Web Scraper version: 1.75.7
Chrome version: 122.0.6261.111
OS: Arch Linux
Link to the site you were scraping: Batteries & Power Adapters Parts & Upgrades - XPS Laptops | Dell USA
Sitemap:
{"_id":"DellSearchList","startUrl":["https://www.dell.com/en-us/shop/pfydresults/278727?categoryId=8490&sid=52","https://www.dell.com/en-us/shop/pfydresults/269121?categoryId=8490&sid=52","https://www.dell.com/en-us/shop/pfydresults/273243?categoryId=8490&sid=52","https://www.dell.com/en-us/shop/pfydresults/275214?categoryId=8490&sid=52","https://www.dell.com/en-us/shop/pfydresults/233361?categoryId=8490&sid=52"],"selectors":[{"id":"paginator","parentSelectors":["_root","paginator"],"paginationType":"auto","type":"SelectorPagination","selector":"button.dds__pagination__next-page"},{"id":"product_page","parentSelectors":["_root","paginator"],"type":"SelectorLink","selector":".ps-title a","multiple":true,"linkType":"linkFromHref"},{"id":"parts","parentSelectors":["product_page"],"type":"SelectorText","selector":"div.ps-product-info","multiple":false,"regex":""}]}
List of products for XPS L321X and XPS 17 (9720) scrape fine. XPS 17 (9710) lists 4 products, but only one gets scraped. XPS 17 (9700) skips all products entirely.
However, if I scrape pages individually, it works:
{"_id":"DellSearchSingle","startUrl":["https://www.dell.com/en-us/shop/pfydresults/273243?categoryId=8490&sid=52"],"selectors":[{"id":"paginator","parentSelectors":["_root","paginator"],"paginationType":"auto","type":"SelectorPagination","selector":"button.dds__pagination__next-page"},{"id":"product_page","parentSelectors":["_root","paginator"],"type":"SelectorLink","selector":".ps-title a","multiple":true,"linkType":"linkFromHref"},{"id":"parts","parentSelectors":["product_page"],"type":"SelectorText","selector":"div.ps-product-info","multiple":false,"regex":""}]}
In this case, I scrape XPS 17 (9710) with no other URLs and it scrapes all 4 products fine. Nothing is changed about the scraper except for the list of start URLs.

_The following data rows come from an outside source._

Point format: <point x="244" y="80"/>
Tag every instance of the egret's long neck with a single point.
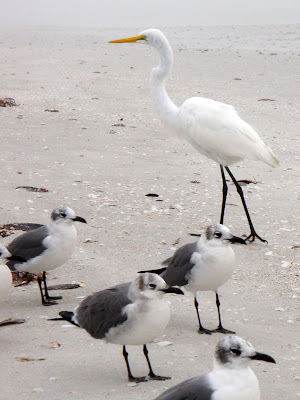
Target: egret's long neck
<point x="164" y="105"/>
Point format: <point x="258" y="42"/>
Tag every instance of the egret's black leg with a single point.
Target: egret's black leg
<point x="151" y="373"/>
<point x="46" y="290"/>
<point x="45" y="302"/>
<point x="220" y="327"/>
<point x="201" y="329"/>
<point x="131" y="378"/>
<point x="253" y="234"/>
<point x="225" y="190"/>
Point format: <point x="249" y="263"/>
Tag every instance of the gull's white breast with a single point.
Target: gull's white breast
<point x="147" y="319"/>
<point x="5" y="281"/>
<point x="234" y="384"/>
<point x="213" y="267"/>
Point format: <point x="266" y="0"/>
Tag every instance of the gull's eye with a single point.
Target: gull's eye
<point x="236" y="352"/>
<point x="152" y="286"/>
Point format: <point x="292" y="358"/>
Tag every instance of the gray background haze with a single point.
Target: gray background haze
<point x="116" y="13"/>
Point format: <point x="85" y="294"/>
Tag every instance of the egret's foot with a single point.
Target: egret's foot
<point x="53" y="297"/>
<point x="138" y="379"/>
<point x="220" y="329"/>
<point x="157" y="377"/>
<point x="49" y="302"/>
<point x="204" y="331"/>
<point x="253" y="235"/>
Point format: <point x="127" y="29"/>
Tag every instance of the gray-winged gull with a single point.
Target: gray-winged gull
<point x="128" y="314"/>
<point x="5" y="273"/>
<point x="230" y="379"/>
<point x="46" y="248"/>
<point x="203" y="265"/>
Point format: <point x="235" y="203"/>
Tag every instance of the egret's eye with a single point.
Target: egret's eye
<point x="236" y="352"/>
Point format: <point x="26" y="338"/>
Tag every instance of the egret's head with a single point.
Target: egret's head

This happens whether or not I use a list of start URLs, or scrape links to each accessory list on Batteries & Power Adapters Parts & Upgrades - XPS Laptops | Dell USA -- certain products get skipped.
From what I could tell, if I change the order of start urls, different products on different pages get skipped. So it appears to be a problem with how webscraperio internally handles queuing which links to load.